- Sakana AI launched the “Sakana AI RSI Lab,” focused on recursive self-improvement — AI that iteratively redesigns itself.
- The bet: evolutionary optimization, not ever-larger models, is the route past the compute arms race.
- The lab builds on prior work including the Darwin Gödel Machine and The AI Scientist, whose research was published in Nature in March 2026.
- Sakana laid out a four-phase roadmap toward AI agents that write code for their own architectures.
What Happened
Japanese startup Sakana AI has founded a dedicated research group, the Sakana AI RSI Lab, focused on recursive self-improvement (RSI) — the idea that AI systems can iteratively redesign and improve themselves in a compounding cycle, according to a report by The Decoder published June 6, 2026.
The company frames RSI as a path beyond the brute-force scaling that defines frontier-lab competition. Rather than training ever-larger models on massive compute, Sakana focuses on evolutionary optimization it argues is more efficient and more widely accessible.
Why It Matters
The thesis is a direct challenge to the prevailing strategy that treats scale as the primary lever — the same strategy underwriting the sector’s enormous capital spending, including the $155 billion in AI-infrastructure bonds issued in 2026. If self-improvement can substitute for raw compute, the economics of frontier AI shift.

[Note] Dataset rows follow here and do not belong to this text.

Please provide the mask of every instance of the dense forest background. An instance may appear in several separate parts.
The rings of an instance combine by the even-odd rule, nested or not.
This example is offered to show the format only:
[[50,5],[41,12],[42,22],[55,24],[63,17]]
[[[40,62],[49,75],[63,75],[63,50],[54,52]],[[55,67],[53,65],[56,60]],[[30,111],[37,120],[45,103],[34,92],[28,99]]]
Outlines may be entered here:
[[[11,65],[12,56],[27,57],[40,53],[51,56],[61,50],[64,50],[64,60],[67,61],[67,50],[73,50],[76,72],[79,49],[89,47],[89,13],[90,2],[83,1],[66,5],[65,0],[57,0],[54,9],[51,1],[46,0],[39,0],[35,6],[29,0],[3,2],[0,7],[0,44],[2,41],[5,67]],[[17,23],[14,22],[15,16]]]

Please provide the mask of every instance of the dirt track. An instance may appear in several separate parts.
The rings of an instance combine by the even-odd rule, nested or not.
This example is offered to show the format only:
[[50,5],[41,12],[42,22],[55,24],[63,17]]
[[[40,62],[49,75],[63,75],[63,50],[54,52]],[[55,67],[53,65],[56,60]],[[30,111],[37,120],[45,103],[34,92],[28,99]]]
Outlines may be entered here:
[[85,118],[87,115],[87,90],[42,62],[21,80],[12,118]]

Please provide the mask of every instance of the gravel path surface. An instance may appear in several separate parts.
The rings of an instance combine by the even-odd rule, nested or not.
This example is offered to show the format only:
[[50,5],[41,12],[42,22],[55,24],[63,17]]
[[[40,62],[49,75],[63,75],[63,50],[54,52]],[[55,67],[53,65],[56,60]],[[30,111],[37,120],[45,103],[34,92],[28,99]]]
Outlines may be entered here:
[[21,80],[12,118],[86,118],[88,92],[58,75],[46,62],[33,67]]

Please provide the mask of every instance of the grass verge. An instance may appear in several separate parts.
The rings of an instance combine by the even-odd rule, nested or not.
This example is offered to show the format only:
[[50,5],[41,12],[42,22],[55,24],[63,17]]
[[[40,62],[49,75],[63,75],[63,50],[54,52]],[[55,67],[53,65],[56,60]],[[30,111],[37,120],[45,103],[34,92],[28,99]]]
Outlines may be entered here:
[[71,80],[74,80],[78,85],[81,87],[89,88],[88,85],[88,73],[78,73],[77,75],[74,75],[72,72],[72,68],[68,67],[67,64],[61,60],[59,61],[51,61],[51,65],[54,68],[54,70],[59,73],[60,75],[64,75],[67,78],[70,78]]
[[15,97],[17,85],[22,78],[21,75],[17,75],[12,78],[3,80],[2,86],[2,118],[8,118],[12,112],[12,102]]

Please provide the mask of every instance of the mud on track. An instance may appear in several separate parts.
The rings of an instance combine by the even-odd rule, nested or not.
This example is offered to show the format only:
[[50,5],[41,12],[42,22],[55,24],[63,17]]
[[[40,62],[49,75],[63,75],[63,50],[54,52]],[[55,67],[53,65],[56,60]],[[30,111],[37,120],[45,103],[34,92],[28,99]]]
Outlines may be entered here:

Sakana, founded in 2023, has built its identity around evolutionary, adaptive systems rather than the dense-scaling approach favored by larger US labs.
Technical Details
Sakana points to several prior milestones as evidence the approach is already testable. LLM-Squared has language models design better training methods for other language models. The Darwin Gödel Machine generates, tests, and iterates on variants of its own codebase. ShinkaEvolve and ALE-Agent cover evolutionary program optimization and trial-and-error strategy discovery.
The most cited project is The AI Scientist, which automates parts of scientific research. A later version produced a paper that passed peer review, and the underlying research was published in Nature in March 2026.
Who’s Affected
The work targets frontier labs whose moats depend on compute scale, including the players whose model races we track across Claude Opus 4.8 and rival releases. If RSI matures, smaller, capital-constrained teams gain a credible alternative path.
Sakana presents these projects as evidence that recursive self-improvement is being tested in controlled research environments rather than remaining purely theoretical.
What’s Next
Sakana’s blog post outlines a four-phase transition from human-led optimization to self-improving systems, beginning with models built for open-ended agent tasks rather than chat. The company says it has already shipped early steps through The AI Scientist.
The open limitation is generalization: the milestones cited are controlled research demonstrations, not production systems, and Sakana has not published independent benchmarks showing RSI matching scaled models on broad tasks.